A Force More Powerful

BreakAway Games:

Strategic non-violent warfare sounds like an oxymoron, but its practitioners say it is the most effective way to force regime change.

“It lets them try different things on the computer before they try them in the real world,” said Ivan Marovic, a consultant on the game, and a former Serbian student leader who helped organize the protests that ousted Slobodan Milosevic. “I wish I’d had it.”

Sponsored by the International Center on Nonviolent Conflict, the game, called “A Force More Powerful,” resembles a cross between a political science model and one of the popular city-builder games. The player represents the chief of staff of a non-violent resistance movement. He gives orders to various characters within the movement, who will attempt to carry out actions such as making speeches and organizing demonstrations.

The non-player-characters are rated for factors such as willpower and ambition. “There is a balancing act between the different egos and wills of the individuals involved,” said Bob McNamara, a producer at Breakaway Games, a Hunt Valley, Md., developer of entertainment games and military simulations. “They will always attempt to carry out your orders, but if they don’t like the task, the chances of success will be modified. We wanted to capture the dynamic of the fact that you’re in a movement of volunteers, and they won’t always do what you say.”

The game’s artificial intelligence controls the members of the targeted regime, who can be persuaded or bribed to become neutral or even defect.

“Governments are not monolithic,” said McNamara. “Suppose you have a regime character who is intolerant of violence. If that person were to see the regime use violent repression, he might become disgusted. Or suppose the regime is conscious of its international image, whether for aesthetic or economic reasons. If one of the regime members is a businessman with a lot of international business ties, then going to the international community to put pressure on him might work.”

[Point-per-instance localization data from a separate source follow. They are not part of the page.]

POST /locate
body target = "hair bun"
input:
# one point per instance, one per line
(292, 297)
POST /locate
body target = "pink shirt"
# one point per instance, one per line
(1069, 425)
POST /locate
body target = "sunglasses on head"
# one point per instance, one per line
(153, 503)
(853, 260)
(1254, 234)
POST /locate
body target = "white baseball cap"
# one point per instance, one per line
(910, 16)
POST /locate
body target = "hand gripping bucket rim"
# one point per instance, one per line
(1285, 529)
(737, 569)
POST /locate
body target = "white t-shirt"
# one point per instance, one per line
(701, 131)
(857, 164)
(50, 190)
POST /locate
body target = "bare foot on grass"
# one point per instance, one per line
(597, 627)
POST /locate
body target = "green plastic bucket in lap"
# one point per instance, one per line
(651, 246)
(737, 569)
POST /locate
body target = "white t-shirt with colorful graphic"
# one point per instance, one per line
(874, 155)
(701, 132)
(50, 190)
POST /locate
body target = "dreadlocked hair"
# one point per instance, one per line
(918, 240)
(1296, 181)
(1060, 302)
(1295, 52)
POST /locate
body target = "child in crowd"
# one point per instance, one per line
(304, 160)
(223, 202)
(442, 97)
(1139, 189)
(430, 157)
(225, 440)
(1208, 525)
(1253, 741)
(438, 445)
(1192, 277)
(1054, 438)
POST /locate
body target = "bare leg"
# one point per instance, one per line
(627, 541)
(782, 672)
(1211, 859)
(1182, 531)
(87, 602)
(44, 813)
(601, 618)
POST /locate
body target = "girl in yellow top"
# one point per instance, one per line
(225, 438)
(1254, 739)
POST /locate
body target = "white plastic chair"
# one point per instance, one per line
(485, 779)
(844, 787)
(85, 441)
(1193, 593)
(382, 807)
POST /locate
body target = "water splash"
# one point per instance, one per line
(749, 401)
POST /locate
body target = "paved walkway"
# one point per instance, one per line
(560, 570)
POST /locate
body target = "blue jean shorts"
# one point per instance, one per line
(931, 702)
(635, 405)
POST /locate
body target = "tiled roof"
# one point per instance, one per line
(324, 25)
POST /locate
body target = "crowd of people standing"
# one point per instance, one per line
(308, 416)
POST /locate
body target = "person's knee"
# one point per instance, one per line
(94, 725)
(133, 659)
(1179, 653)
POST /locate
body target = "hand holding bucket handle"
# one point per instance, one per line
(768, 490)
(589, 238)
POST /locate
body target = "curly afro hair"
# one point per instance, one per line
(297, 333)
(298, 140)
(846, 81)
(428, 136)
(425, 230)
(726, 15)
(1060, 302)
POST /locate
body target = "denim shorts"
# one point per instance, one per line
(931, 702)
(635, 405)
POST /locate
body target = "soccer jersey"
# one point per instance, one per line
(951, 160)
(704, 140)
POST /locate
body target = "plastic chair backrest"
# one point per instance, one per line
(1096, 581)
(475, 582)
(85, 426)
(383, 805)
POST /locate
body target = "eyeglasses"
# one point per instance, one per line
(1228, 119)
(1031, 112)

“A general will not shoot demonstrators if support for the regime is too low,” agreed Marovic, who has advised pro-democracy movements in Georgia and Ukraine. “This happened in the Ukraine, where the security forces changed sides.”

COOL!

1 thought on “A Force More Powerful”

  1. Oh, god, no.

    I mean, I had enough trouble with keeping those damned orcs on task in Warcraft! How much more frustrating would it be to keep a bunch of stinky hippies and drunken college students pointed in the right direction long enough to stage the next Useless Protest Du Jour?!?